Power concludes this book with a memorable paragraph which I quote, "Auditing operationalizes a balance of liberty and discipline which is not shaped simply by objective economic necessity or common sense. Rather, even in its most mundane techniques, it reflects a complex and not always consistent constellation of social attitudes to risk, trust and accountability. The motif of the audit society reflects a tendency for audit to become a leading bearer of legitimacy and this must be so because other sources of legitimacy such as community and state are declining in influence. So the audit society is a symptom of the times, coincidentally a fin de siecle, in which a gulf has opened up between poorly rewarded doing and highly rewarded observing. In this book I have tried to create some understanding and a little discomfort about this growing industry of comfort production."

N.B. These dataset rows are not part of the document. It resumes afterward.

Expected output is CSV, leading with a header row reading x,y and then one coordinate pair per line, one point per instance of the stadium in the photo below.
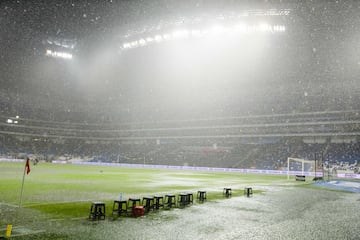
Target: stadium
x,y
128,99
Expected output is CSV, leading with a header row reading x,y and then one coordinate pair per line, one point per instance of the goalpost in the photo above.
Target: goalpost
x,y
309,170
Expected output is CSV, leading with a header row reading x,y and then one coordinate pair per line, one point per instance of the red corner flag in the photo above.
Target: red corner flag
x,y
27,166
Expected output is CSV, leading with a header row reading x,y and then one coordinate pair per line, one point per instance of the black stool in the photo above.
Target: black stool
x,y
248,191
227,192
119,207
170,200
201,196
148,203
132,203
182,200
97,211
158,202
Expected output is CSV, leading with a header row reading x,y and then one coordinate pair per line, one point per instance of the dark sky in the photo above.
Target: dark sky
x,y
320,32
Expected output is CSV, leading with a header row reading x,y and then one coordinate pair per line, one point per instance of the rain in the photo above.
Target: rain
x,y
264,87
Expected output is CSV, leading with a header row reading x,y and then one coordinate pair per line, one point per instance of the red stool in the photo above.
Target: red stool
x,y
138,211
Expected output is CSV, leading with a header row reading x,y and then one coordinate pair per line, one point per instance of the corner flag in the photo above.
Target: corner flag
x,y
27,166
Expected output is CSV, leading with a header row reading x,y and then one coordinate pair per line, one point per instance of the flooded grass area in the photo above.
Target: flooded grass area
x,y
277,210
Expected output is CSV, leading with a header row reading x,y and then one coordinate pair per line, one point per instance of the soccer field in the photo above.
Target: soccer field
x,y
56,200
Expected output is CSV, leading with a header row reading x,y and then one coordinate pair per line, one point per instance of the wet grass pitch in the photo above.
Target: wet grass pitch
x,y
57,198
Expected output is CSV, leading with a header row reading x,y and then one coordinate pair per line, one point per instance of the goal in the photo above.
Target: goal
x,y
299,166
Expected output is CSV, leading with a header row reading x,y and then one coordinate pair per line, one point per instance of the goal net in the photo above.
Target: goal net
x,y
303,167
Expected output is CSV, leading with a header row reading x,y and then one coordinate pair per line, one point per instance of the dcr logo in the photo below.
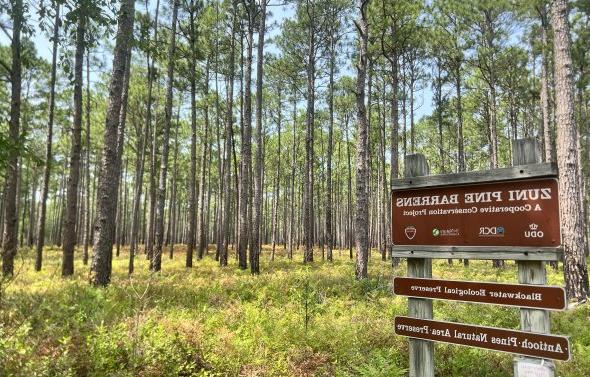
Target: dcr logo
x,y
491,231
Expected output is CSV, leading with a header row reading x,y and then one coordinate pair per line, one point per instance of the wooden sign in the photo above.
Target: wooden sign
x,y
492,338
521,295
516,213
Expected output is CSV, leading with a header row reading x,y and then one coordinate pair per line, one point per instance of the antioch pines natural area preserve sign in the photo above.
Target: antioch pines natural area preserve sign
x,y
492,338
514,213
509,213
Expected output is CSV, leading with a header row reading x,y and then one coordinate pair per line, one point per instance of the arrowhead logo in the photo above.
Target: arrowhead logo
x,y
410,232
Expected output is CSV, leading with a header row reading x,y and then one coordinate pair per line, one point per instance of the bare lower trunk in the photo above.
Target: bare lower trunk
x,y
9,237
308,206
257,205
572,221
156,261
362,168
244,233
546,124
100,272
48,153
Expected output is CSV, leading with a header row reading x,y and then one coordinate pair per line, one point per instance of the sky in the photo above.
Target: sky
x,y
423,97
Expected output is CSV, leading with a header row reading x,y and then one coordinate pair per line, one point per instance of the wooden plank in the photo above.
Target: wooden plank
x,y
491,338
421,351
479,252
527,151
521,295
503,174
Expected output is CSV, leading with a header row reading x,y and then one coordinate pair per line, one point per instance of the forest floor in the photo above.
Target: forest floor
x,y
292,320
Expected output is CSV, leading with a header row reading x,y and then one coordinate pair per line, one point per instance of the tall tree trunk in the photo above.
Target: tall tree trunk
x,y
141,137
545,108
228,143
48,153
204,209
69,232
154,145
100,272
257,205
246,166
292,217
173,198
9,237
156,261
32,211
362,168
308,209
278,177
459,109
329,230
572,221
192,204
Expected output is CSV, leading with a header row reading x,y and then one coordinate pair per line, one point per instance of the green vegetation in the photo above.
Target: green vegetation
x,y
208,321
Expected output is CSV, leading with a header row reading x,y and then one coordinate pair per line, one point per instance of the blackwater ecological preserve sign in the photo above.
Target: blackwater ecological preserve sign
x,y
511,213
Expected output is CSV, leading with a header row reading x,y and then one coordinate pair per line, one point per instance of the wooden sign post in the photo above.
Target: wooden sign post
x,y
421,351
509,213
527,151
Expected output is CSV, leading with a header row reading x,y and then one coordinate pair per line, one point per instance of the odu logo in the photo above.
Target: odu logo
x,y
533,231
497,231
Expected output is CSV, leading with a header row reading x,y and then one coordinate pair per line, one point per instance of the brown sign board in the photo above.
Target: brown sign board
x,y
491,338
521,295
522,212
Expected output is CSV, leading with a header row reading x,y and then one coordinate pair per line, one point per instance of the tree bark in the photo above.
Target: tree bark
x,y
192,204
257,205
156,261
100,272
48,149
228,143
308,209
9,237
204,210
545,109
362,168
69,232
149,246
246,165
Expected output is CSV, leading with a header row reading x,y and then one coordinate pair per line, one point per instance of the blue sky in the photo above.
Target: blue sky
x,y
423,97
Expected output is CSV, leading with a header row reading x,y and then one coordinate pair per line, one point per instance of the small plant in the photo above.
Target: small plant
x,y
310,299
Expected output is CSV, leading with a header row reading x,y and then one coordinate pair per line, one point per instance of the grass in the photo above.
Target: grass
x,y
292,320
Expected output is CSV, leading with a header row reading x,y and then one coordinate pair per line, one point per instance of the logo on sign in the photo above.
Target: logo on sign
x,y
492,231
410,232
533,231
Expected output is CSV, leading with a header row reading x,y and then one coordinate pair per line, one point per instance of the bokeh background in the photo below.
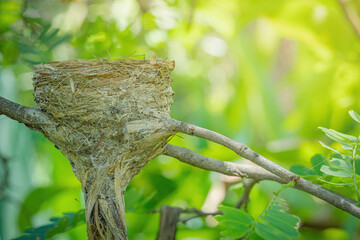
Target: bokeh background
x,y
265,73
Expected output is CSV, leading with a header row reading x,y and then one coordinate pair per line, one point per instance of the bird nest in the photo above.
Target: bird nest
x,y
109,120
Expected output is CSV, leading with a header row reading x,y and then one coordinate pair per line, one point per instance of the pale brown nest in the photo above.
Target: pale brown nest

I think Power's book was relevant when first written, and is just as relevant now. For those of us who are in regulated professions it will show you where these ideas have come from, and where they are going.

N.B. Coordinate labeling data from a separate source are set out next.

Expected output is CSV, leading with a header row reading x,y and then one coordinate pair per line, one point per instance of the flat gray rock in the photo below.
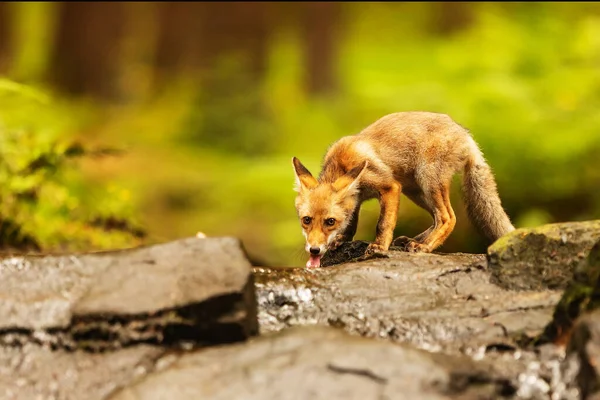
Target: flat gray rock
x,y
542,257
431,301
195,290
317,363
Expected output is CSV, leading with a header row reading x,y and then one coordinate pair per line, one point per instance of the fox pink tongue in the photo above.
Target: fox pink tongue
x,y
314,261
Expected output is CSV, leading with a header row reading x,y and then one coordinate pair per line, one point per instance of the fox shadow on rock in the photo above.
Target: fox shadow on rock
x,y
355,251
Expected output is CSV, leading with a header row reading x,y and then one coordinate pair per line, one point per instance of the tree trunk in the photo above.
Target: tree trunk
x,y
451,17
179,38
319,31
87,47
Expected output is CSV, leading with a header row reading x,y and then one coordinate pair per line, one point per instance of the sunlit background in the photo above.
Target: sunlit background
x,y
136,123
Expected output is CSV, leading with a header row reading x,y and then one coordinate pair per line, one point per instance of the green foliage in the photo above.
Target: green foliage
x,y
44,202
216,157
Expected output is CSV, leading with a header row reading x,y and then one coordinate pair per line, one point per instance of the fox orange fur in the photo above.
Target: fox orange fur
x,y
414,153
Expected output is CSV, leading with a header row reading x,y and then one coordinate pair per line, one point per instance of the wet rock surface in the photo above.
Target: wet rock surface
x,y
318,363
542,257
439,303
581,296
584,349
138,324
435,302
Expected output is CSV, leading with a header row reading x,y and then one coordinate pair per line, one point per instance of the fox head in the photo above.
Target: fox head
x,y
324,209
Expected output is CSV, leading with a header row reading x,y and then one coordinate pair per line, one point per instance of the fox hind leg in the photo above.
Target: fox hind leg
x,y
438,199
418,198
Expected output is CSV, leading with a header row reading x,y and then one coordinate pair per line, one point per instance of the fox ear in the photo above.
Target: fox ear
x,y
349,181
304,179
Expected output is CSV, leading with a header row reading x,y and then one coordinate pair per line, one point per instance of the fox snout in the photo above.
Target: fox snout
x,y
315,249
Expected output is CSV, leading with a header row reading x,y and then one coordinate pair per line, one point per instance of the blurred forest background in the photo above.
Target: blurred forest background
x,y
135,123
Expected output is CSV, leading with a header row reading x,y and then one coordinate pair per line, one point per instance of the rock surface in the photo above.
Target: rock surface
x,y
318,363
191,290
435,302
584,347
135,325
582,295
542,257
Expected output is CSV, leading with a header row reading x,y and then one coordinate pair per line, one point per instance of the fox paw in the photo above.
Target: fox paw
x,y
416,247
374,248
402,241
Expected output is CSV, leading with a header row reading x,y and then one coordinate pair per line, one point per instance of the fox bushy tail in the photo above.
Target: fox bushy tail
x,y
482,200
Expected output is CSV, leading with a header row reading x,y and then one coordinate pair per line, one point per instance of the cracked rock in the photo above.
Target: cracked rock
x,y
318,363
542,257
192,291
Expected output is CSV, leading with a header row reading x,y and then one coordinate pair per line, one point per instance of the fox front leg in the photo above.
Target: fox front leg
x,y
389,199
348,233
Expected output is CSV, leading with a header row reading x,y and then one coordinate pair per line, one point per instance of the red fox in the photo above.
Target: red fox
x,y
414,153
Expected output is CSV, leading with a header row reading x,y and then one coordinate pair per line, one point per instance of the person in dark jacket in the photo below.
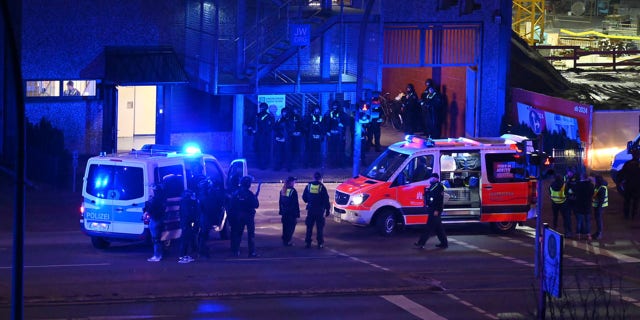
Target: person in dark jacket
x,y
559,204
570,180
211,197
434,203
242,212
600,201
629,180
155,208
188,223
584,197
289,210
316,197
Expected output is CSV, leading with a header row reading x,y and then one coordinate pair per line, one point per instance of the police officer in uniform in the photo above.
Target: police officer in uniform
x,y
314,135
297,137
316,197
289,210
373,130
242,212
155,208
282,133
263,131
434,203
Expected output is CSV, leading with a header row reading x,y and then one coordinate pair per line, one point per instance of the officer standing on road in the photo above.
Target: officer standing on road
x,y
629,180
242,212
289,210
315,135
316,197
373,132
155,208
211,198
262,141
336,124
188,222
434,203
282,133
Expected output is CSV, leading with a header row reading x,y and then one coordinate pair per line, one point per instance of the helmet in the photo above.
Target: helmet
x,y
245,182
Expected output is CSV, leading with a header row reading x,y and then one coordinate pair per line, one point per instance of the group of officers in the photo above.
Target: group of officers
x,y
295,139
202,208
425,113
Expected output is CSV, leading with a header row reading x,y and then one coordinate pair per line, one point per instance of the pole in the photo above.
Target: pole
x,y
357,137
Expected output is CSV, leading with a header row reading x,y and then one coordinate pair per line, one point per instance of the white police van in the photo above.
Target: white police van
x,y
116,187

This book raises significant questions about what we are really asking for when we seek assurance, and about whether we should really be seeking it at all. It is not the easiest reading as it packs a lot of content into a small number of pages. The effort of reading it is worthwhile, and readers will come away with a far better understanding of the problem, its development, and how we can in future mitigate its excesses. Highly recommended.
2 of 2 people found the following review helpful.
Thoughtful analysis of audits and accountability
By Rolf Dobelli
Why are individuals willing to live in an "audit society" where almost everything is checked? Perhaps they accept such monitoring because few folks would want to live under the opposite conditions, where nothing is checked. People want to know that their planes can fly, their banks won't fail and their food is safe. Thus, auditing has become ubiquitous - but does it exist only for its own sake, or does it have intrinsic value? Does it help, hurt or control society? In this reprint of his original 1997 work, accounting lecturer Michael Power explains how auditing has come to permeate the social, political, corporate and economic worlds. His short text is often a hard, dense read, but he'll broaden your understanding of auditing beyond the numbers in a ledger: Auditing, he teaches, underpins many facets of society and involves crucial questions of trust. getAbstract believes accountants, auditors and those who hire them will find this work particularly relevant, but those seeking deeper knowledge of professional practices and of how society works also will be intrigued.
3 of 3 people found the following review helpful.
Analysis of the Scope of Auditing and Effects Of Its Practice
By JSC Siow
A closely considered analysis of what auditing is as an activity, its change over time, actual practice, implications on society, professional practices and human expectations. Highly recommended for the self-reflexive insights and immensely relevant to any area of professional practice, not just CPAs or auditing/accounting folks.